The project or claim(s) has been sent to the provider representative

Reviewed

Denotes that the claim has been reviewed and is in the validation process to assess whether or not it is a valid underpayment

Rejected

Payment variances that will not be worked. For example, claims that are past the timely filing limits or known, validated variance issues may be categorized with a “rejected” status. When “rejected” these claims will not be reflected in the underpayment variance table

Invalid

Claims where the payer’s allowed amount is correct and is therefore an “invalid” variance. In this situation, your Rivet data needs to be updated to reflect the corrected, expected amount. Actions taken may include, but are not limited to; Updating a fee schedule, updating negotiated modifiers that are different than the “normal” reduction, or revisions to MPPR issues.)

Retracted

A retracted claim refers to a previously submitted claim for reimbursement that has been withdrawn or canceled by the healthcare provider.
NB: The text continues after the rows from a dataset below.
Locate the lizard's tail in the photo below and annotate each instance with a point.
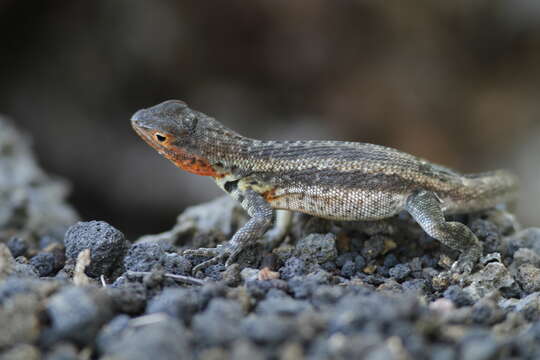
(485, 190)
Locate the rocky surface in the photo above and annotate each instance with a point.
(332, 290)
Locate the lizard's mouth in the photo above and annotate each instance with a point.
(179, 156)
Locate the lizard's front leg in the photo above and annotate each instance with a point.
(261, 217)
(425, 208)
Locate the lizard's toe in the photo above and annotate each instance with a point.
(207, 263)
(217, 254)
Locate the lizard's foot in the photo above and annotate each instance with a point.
(218, 254)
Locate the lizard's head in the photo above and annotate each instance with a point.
(176, 132)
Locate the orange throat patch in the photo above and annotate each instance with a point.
(192, 163)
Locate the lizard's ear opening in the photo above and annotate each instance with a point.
(189, 121)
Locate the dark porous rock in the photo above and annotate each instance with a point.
(494, 276)
(218, 324)
(175, 264)
(479, 347)
(348, 269)
(526, 256)
(48, 263)
(529, 306)
(179, 303)
(489, 234)
(144, 255)
(374, 246)
(419, 286)
(76, 314)
(107, 246)
(303, 286)
(246, 350)
(344, 258)
(130, 298)
(528, 276)
(21, 352)
(400, 271)
(62, 351)
(317, 248)
(293, 266)
(283, 305)
(19, 316)
(458, 296)
(487, 312)
(268, 329)
(17, 246)
(7, 262)
(527, 238)
(110, 333)
(149, 337)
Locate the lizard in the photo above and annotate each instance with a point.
(335, 180)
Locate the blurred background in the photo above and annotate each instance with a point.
(456, 82)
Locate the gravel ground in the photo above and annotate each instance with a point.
(332, 290)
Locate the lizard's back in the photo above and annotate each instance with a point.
(360, 181)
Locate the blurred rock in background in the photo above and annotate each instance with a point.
(455, 82)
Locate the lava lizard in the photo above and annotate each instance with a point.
(329, 179)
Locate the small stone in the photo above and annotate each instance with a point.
(154, 336)
(21, 352)
(293, 267)
(527, 238)
(129, 298)
(249, 274)
(17, 246)
(343, 258)
(484, 348)
(19, 316)
(7, 263)
(218, 324)
(360, 262)
(528, 276)
(77, 314)
(62, 351)
(348, 269)
(107, 246)
(317, 248)
(494, 276)
(442, 306)
(267, 274)
(285, 306)
(458, 296)
(144, 255)
(526, 256)
(110, 333)
(47, 264)
(267, 329)
(178, 303)
(374, 246)
(400, 271)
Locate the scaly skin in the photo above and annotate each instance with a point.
(330, 179)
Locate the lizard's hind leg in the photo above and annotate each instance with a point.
(425, 208)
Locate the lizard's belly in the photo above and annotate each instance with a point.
(336, 203)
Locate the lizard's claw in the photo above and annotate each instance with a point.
(217, 254)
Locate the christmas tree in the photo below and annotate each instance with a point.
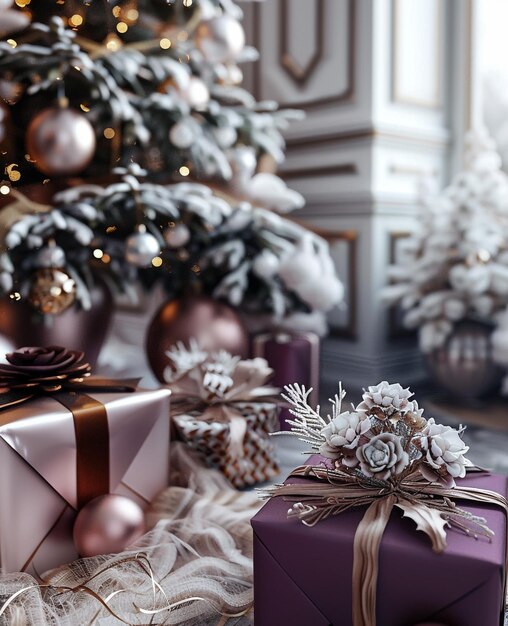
(126, 122)
(455, 266)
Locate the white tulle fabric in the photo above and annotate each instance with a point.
(200, 546)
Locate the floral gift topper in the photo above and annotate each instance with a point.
(387, 438)
(380, 454)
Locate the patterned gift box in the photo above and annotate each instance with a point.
(223, 409)
(256, 463)
(64, 439)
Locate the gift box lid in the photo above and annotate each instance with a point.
(463, 585)
(42, 432)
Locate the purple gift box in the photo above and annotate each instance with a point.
(303, 575)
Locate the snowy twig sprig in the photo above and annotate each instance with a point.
(455, 266)
(385, 437)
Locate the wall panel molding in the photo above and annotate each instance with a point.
(300, 76)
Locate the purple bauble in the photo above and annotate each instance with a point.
(107, 524)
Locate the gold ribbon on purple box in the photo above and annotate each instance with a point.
(381, 454)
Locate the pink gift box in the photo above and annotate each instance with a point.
(302, 575)
(38, 481)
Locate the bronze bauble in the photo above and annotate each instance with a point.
(52, 292)
(75, 328)
(464, 366)
(213, 324)
(107, 524)
(61, 141)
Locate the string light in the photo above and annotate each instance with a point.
(76, 20)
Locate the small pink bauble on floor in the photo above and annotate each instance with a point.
(107, 524)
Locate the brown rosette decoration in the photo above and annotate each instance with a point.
(34, 371)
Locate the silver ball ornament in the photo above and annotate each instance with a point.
(61, 141)
(225, 136)
(234, 75)
(220, 39)
(141, 248)
(177, 236)
(107, 524)
(196, 95)
(50, 256)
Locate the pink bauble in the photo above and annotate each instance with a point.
(214, 325)
(107, 524)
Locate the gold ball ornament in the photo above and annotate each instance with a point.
(214, 325)
(53, 291)
(12, 21)
(220, 39)
(61, 141)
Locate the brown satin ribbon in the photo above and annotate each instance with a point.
(92, 444)
(91, 429)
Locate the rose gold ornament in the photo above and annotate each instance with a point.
(107, 524)
(12, 22)
(220, 39)
(52, 292)
(213, 324)
(61, 141)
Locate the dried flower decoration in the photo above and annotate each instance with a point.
(380, 455)
(385, 437)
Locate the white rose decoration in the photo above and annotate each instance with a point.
(387, 399)
(382, 457)
(300, 265)
(443, 451)
(343, 433)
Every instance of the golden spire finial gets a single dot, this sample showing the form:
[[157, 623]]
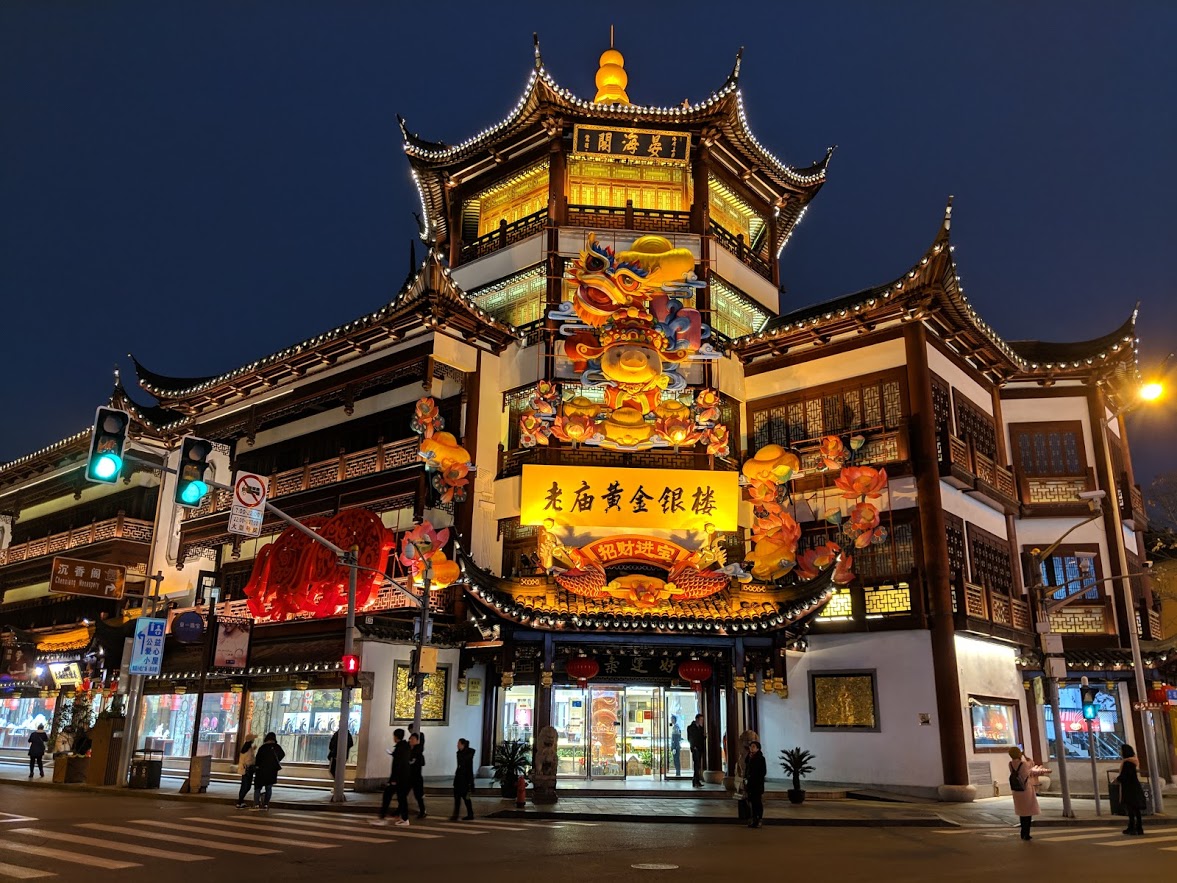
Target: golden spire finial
[[611, 77]]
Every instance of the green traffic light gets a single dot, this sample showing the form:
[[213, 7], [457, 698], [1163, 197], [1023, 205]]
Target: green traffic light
[[107, 466], [194, 492]]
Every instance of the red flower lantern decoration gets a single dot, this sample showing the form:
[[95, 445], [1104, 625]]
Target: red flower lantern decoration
[[696, 671], [582, 668]]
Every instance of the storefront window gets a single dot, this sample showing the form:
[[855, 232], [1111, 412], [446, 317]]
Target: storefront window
[[518, 710], [166, 723], [304, 721], [20, 717], [995, 723], [1108, 728]]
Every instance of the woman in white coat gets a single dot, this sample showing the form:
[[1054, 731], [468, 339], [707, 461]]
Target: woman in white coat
[[1025, 801]]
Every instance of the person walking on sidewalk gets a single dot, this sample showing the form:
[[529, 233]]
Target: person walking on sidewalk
[[697, 738], [1131, 792], [333, 750], [266, 764], [1024, 785], [417, 767], [676, 744], [756, 770], [245, 763], [399, 781], [37, 742], [464, 781]]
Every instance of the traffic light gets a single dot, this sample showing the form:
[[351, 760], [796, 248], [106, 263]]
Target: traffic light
[[190, 485], [351, 668], [1090, 712], [106, 444]]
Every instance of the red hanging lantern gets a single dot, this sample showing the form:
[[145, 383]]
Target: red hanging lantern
[[696, 671], [583, 668]]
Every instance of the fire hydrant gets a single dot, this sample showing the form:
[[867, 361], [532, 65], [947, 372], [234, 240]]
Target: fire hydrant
[[521, 791]]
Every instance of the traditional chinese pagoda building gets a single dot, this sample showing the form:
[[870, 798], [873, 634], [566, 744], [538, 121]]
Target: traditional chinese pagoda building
[[664, 497]]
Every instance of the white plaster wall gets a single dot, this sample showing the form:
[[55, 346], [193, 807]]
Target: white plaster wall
[[958, 379], [903, 752], [830, 369], [988, 669], [440, 739]]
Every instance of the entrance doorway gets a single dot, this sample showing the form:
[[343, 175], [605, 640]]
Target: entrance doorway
[[624, 732]]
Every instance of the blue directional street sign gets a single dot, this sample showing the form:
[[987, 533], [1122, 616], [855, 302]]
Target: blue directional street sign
[[147, 654]]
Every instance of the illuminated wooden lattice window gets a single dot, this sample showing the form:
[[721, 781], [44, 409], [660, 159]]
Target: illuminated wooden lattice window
[[976, 426], [865, 403], [838, 608], [612, 183], [990, 557], [942, 406], [735, 214], [953, 526], [516, 300], [1049, 449], [732, 313], [510, 200], [888, 601]]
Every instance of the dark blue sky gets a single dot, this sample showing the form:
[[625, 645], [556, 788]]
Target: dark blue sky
[[238, 166]]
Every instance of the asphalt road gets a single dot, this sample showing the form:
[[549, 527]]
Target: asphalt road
[[128, 840]]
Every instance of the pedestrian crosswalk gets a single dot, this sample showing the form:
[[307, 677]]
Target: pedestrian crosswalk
[[1102, 837], [40, 849]]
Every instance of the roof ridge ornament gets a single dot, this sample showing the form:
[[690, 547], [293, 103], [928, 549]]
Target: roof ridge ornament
[[611, 78]]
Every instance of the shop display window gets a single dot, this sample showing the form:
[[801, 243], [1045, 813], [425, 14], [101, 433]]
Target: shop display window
[[1108, 728], [304, 721], [995, 723], [20, 717]]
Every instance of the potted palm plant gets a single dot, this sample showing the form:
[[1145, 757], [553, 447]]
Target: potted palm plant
[[510, 761], [796, 763]]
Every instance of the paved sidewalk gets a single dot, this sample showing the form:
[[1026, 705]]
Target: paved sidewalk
[[697, 808]]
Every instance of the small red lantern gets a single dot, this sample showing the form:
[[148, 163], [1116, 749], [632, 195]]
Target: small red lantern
[[583, 668], [696, 671]]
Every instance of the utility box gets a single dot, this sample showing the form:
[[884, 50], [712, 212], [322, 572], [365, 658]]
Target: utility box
[[146, 769]]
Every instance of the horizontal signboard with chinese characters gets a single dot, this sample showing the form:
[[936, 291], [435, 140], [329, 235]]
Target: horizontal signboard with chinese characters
[[73, 576], [653, 146], [643, 498]]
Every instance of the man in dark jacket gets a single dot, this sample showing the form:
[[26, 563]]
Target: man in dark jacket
[[333, 750], [756, 770], [464, 781], [697, 738], [417, 764], [399, 781]]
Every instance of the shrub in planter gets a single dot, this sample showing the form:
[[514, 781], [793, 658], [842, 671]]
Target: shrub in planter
[[796, 763]]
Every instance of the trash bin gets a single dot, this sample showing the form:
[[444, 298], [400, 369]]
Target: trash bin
[[146, 768]]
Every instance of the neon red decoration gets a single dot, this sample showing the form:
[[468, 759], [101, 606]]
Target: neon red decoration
[[297, 576], [583, 668], [696, 671]]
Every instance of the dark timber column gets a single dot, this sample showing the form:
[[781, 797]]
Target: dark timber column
[[713, 764], [937, 572]]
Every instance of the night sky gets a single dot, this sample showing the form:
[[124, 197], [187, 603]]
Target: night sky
[[204, 184]]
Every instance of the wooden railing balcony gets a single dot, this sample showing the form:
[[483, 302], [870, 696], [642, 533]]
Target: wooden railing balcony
[[506, 234], [1131, 503], [651, 220], [119, 528], [393, 455], [1055, 495], [743, 252], [964, 466]]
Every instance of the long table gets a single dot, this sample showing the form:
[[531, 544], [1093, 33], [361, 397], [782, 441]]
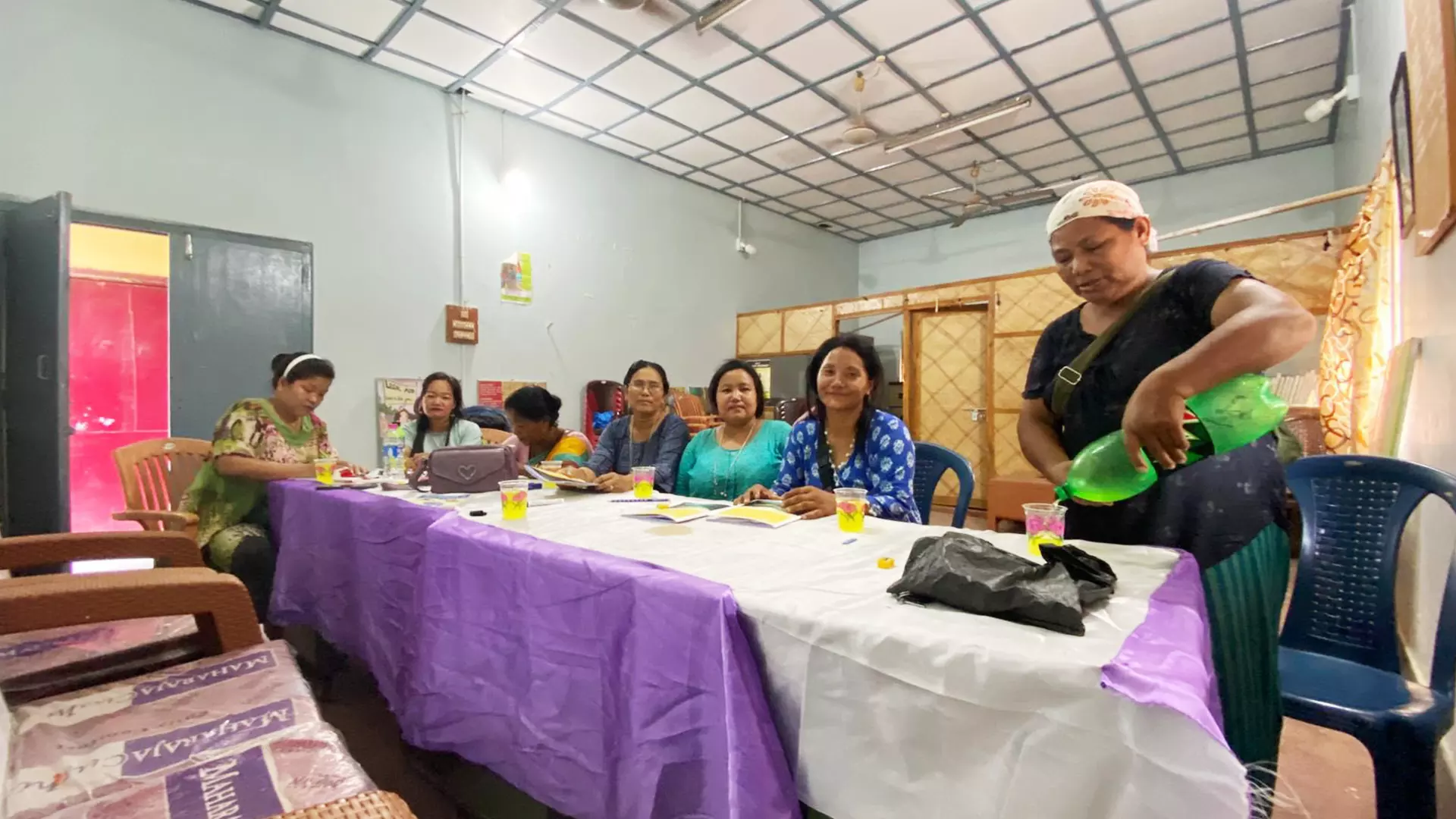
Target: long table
[[622, 668]]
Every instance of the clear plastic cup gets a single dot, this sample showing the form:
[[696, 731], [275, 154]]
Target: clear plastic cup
[[1046, 525], [324, 469], [642, 480], [513, 499], [851, 507]]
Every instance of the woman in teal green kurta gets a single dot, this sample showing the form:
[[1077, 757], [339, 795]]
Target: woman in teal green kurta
[[723, 463]]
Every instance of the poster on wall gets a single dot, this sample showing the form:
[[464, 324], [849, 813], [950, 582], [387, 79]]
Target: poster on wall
[[494, 392], [395, 403], [516, 280]]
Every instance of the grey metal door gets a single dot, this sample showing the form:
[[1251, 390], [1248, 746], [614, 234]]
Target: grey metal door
[[237, 302], [36, 403]]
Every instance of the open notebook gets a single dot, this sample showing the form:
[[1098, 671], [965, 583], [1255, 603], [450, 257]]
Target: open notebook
[[563, 482]]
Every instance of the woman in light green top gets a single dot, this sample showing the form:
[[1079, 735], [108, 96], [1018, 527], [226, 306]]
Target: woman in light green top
[[259, 441], [440, 422], [723, 463]]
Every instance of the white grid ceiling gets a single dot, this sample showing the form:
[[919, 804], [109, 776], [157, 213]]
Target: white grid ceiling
[[1130, 89]]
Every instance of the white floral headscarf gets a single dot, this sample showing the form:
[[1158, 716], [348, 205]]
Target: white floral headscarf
[[1101, 197]]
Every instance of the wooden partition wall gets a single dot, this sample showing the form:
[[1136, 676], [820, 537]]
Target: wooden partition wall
[[1019, 306]]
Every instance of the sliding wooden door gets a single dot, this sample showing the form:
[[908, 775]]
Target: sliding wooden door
[[948, 387]]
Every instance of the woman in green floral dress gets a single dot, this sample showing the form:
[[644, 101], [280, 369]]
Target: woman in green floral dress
[[255, 442]]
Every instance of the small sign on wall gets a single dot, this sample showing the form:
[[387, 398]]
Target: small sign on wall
[[462, 325]]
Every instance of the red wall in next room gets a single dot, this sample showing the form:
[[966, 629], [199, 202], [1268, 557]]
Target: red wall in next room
[[118, 384]]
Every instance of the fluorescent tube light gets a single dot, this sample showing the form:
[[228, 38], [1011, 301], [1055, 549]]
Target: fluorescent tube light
[[717, 12], [1012, 105]]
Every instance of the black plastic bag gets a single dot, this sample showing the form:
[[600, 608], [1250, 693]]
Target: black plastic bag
[[970, 575]]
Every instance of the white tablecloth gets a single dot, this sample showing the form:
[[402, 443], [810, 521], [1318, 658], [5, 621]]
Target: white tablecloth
[[892, 710]]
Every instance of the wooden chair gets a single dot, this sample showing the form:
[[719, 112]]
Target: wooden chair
[[692, 410], [1006, 493], [155, 474]]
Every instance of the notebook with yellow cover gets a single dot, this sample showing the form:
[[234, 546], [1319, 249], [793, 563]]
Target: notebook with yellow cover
[[756, 515], [673, 513]]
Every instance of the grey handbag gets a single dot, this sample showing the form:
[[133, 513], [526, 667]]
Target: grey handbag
[[468, 469]]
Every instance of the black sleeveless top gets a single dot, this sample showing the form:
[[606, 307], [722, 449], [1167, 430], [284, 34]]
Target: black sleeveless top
[[1212, 507]]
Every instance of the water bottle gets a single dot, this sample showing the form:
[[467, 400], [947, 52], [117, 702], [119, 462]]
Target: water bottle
[[394, 452], [1234, 414]]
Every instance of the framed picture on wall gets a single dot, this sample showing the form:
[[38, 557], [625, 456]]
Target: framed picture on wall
[[1401, 140]]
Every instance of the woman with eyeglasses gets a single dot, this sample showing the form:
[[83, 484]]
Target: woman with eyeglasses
[[647, 436]]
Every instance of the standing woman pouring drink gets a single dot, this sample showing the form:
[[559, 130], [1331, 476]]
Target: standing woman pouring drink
[[845, 442], [648, 436], [1172, 334], [723, 463]]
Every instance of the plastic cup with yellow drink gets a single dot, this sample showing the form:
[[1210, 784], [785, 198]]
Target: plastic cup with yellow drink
[[324, 469], [851, 506], [1046, 525], [642, 480], [514, 499]]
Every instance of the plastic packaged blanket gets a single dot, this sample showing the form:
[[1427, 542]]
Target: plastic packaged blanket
[[111, 739], [36, 651], [971, 575], [258, 781]]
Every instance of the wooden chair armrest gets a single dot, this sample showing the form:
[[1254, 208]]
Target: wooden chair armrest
[[165, 521], [168, 548], [220, 602]]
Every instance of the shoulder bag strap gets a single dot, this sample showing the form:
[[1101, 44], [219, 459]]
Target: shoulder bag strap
[[1071, 376]]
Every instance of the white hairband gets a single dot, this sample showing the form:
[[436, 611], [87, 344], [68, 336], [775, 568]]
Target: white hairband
[[294, 363]]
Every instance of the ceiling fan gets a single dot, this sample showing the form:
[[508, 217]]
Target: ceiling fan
[[859, 131], [655, 8], [981, 202]]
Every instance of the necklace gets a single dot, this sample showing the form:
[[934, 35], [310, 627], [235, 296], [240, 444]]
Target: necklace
[[733, 464]]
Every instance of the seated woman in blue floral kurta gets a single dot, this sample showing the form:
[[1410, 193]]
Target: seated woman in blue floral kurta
[[859, 447]]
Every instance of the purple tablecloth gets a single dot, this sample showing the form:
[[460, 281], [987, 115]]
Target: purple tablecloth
[[1168, 659], [347, 567], [599, 686]]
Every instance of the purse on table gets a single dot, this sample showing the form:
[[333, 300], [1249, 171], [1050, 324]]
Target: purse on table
[[468, 469]]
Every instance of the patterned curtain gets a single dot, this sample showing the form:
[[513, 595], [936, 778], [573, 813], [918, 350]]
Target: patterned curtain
[[1360, 328]]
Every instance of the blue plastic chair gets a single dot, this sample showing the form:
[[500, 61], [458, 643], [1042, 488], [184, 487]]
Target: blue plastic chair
[[1340, 664], [930, 461]]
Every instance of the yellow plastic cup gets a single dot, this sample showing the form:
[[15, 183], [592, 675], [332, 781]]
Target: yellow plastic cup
[[1046, 525], [324, 469], [514, 499], [642, 480], [851, 506]]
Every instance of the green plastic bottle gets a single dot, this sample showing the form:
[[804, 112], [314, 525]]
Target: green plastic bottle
[[1234, 414]]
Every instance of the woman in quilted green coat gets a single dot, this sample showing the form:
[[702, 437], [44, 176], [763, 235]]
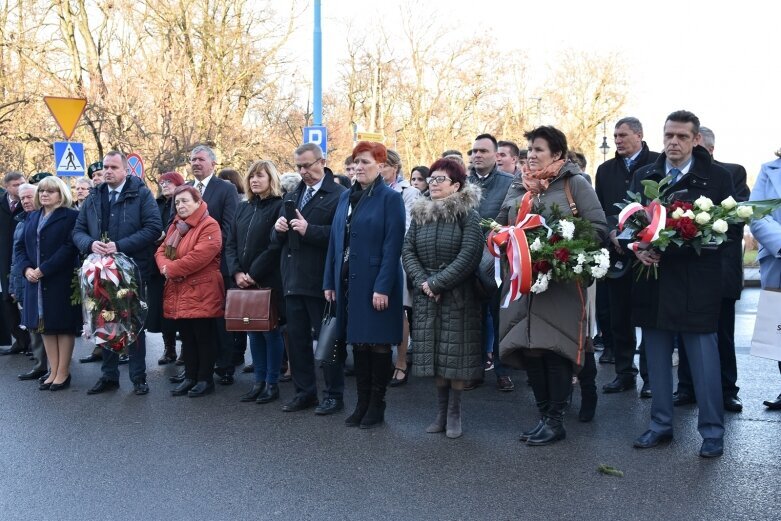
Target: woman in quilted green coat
[[442, 249]]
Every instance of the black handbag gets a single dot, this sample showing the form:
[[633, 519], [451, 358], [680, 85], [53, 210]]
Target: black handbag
[[330, 341]]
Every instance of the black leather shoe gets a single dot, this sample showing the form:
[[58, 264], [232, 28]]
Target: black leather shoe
[[300, 403], [253, 393], [202, 388], [183, 388], [651, 439], [32, 374], [680, 399], [773, 405], [91, 358], [269, 394], [103, 385], [619, 384], [63, 385], [329, 406], [733, 403], [177, 378], [140, 387], [712, 448]]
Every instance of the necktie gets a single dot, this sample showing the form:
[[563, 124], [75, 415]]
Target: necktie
[[310, 192]]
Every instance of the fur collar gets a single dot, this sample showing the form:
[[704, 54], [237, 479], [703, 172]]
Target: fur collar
[[449, 209]]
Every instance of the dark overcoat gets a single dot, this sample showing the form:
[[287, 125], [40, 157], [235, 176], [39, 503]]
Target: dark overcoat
[[58, 259], [376, 237], [687, 294]]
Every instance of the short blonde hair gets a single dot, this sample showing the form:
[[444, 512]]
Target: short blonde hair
[[49, 183], [275, 186]]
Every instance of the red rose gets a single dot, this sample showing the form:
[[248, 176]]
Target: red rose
[[562, 254], [541, 266]]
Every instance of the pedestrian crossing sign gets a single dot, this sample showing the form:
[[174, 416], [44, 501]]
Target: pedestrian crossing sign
[[69, 158]]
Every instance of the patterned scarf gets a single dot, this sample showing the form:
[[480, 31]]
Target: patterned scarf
[[539, 181], [180, 229]]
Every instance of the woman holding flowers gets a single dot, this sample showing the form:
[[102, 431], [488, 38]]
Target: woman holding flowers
[[47, 258], [545, 330], [194, 294]]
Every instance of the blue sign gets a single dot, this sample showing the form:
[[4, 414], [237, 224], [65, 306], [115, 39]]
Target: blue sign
[[317, 135], [69, 158]]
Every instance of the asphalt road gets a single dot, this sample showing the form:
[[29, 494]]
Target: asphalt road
[[117, 456]]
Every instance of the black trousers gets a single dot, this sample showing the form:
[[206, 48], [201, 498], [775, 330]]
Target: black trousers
[[199, 347], [13, 320], [622, 330], [304, 315], [729, 366]]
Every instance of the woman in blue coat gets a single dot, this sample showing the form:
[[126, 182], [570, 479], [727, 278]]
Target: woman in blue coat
[[767, 231], [47, 257], [363, 276]]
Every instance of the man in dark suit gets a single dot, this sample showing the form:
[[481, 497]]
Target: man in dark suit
[[124, 210], [10, 208], [222, 200], [612, 181], [684, 299], [303, 264], [731, 285]]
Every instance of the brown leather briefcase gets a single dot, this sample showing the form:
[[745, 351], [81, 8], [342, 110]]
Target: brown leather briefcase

This means that the claim is no longer considered for payment, often due to errors, corrections, or the submission of a revised claim.

Recovered

Claims that have been reprocessed and paid correctly or a lump sum settlement has been given

Resolved

Claims that has been fully addressed and settled, meaning any discrepancies in payment have been corrected, and the provider has received the appropriate reimbursement. This resolution can involve adjustments, appeals, or corrections to the initially underpaid amount.